Toutefois les repentances, si humbles et sincères soientelles, soulèvent deux difficultés. D’abord celle du choix des événements à mémoriser. Depuis 1572 la liste des cruautés susceptibles de justifier de telles manifestations est considérable. La République trouverait par exemple motif à battre sa coulpe pour les massacres de septembre 1792, pour les répressions sanglantes de 1848 et l’écrasement de la Commune en 1870 … et pour les exactions commises au cours des colonisations ! Des raisons comparables pourraient aussi porter les Armées allemandes et françaises à se repentir de la boucherie de Verdun, et les USA d’avoir rasé des villes allemandes et japonaises…. En remontant en amont de 1572, il y aurait matière à culpabilité rétrospective pour une quantité d’atrocités, dont celles du sac de Constantinople par les Croisés et des tortures sous l’Inquisition
Une autre difficulté est d’ordre moral. Sans minimiser le moins du monde l’horreur des massacres de masse dont la Shoah constitue le triste paradigme, les repentances à leurs sujets sont le fait de personnes qui, nées après les faits ou enfants à leur époque, ne sauraient en être tenus responsables. La ferme condamnation des esclavages, des génocides ou des goulags est à distinguer de la culpabilité de les avoir commis. Se pose par contre se pose la question de nos propres comportements devant les crimes actuels commis contre l’humanité… à moins de renvoyer aux générations suivantes le devoir d’en faire repentance ?
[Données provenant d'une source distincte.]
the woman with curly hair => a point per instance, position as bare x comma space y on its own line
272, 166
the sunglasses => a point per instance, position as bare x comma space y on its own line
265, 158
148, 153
Une loi mémorielle, présentée en 2005 déclare : La Nation exprime sa reconnaissance aux femmes et aux hommes qui ont participé à l’oeuvre accomplie par la France dans les anciens départements français d’Algérie, au Maroc, en Tunisie et en Indochine ainsi que dans les territoires placés antérieurement sous la souveraineté française. Cet article inviterait-il à célébrer des commémorations pour le bien réalisé par celles et ceux qui, parfois héroïques, ont accompli leur métier d’homme ? Ce serait alors l’occasion de fiertés mémorielles pour la nation reconnaissante, pour l’Europe reconnaissante, pour l’Huma- nité reconnaissante ! Occasions en même temps de mettre en lumière des antidotes courageux contre les crimes abjects rappelés par les repentances. Recevons ici encore l’invitation à ouvrir les yeux sur les engagements pris et les actions menées aujourd’hui au service des hommes : persistance d’appels aux dialogues respectueux des différences malgré les rejets communautaristes, combats pour la vérité et la justice à contre courant de manipulations et d’oppressions qui font tant de victimes, options apparemment utopiques pour les forces de la paix contre le réalisme brutal de la guerre … autant de suites concrètes données aux Plus jamais ça clamés bien haut lors des repentances.